Crucially, PhASE-Flow attains these results using only four ODE sampling steps, dramatically improving inference efficiency compared to diffusion-based approaches requiring lengthy iterative sampling.

Implications and Future Directions

PhASE-Flow demonstrates the practical advantage of generative modeling within the SSL representation domain, aligning semantic and acoustic spaces for structured speech enhancement. The results underscore the efficacy of FM applied to SSL features, bridging existing gaps between perceptual quality, speaker similarity, and linguistic fidelity. This approach mitigates the prevalent hallucination artifacts of generative paradigms and drastically reduces inference latency.

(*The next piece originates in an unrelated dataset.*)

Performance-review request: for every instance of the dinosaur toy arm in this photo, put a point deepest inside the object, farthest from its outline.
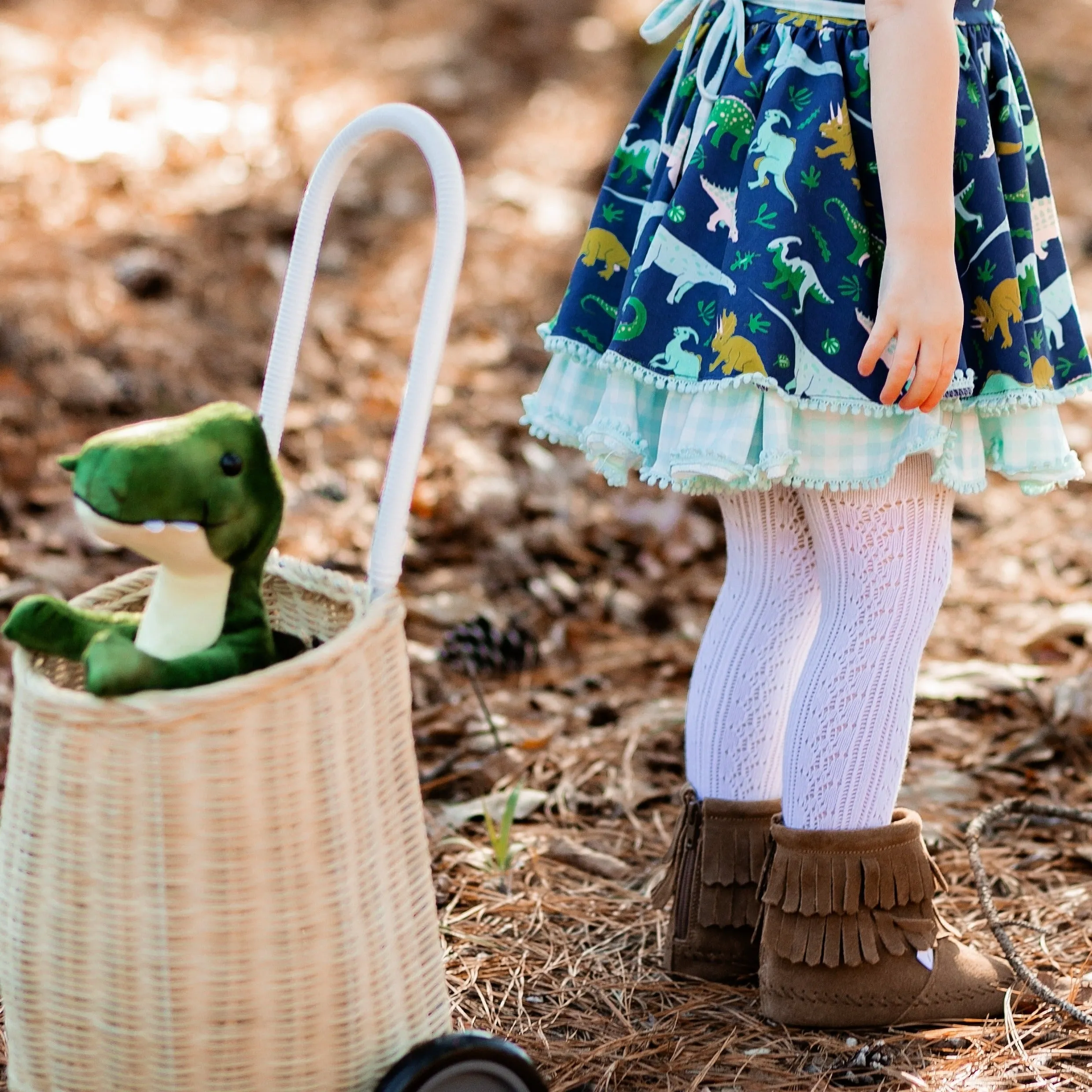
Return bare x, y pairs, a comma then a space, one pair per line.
116, 667
915, 59
43, 624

Theoretically, this framework sets a precedent for leveraging hierarchical SSL embeddings as principal modeling substrates for generative audio processing. Practically, its efficiency and robustness position PhASE-Flow for deployment in real-time speech enhancement systems and extension to broader speech tasks, such as separation, restoration, and multimodal generation. As SSL models and generative transport frameworks evolve, further optimization and adaptation can be anticipated for low-latency, high-fidelity speech technologies.

Conclusion

PhASE-Flow introduces a fundamentally novel SE paradigm wherein flow matching operates exclusively within the SSL representation domain, specifically modeling acoustic representations conditioned on phonetic context. The method achieves superior perceptual quality, speaker similarity, and linguistic integrity with minimal computational overhead. Its contributions delineate a clear advantage for hierarchical SSL representation modeling, offering both theoretical refinement and formidable practical gains in generative speech enhancement (2606.17806).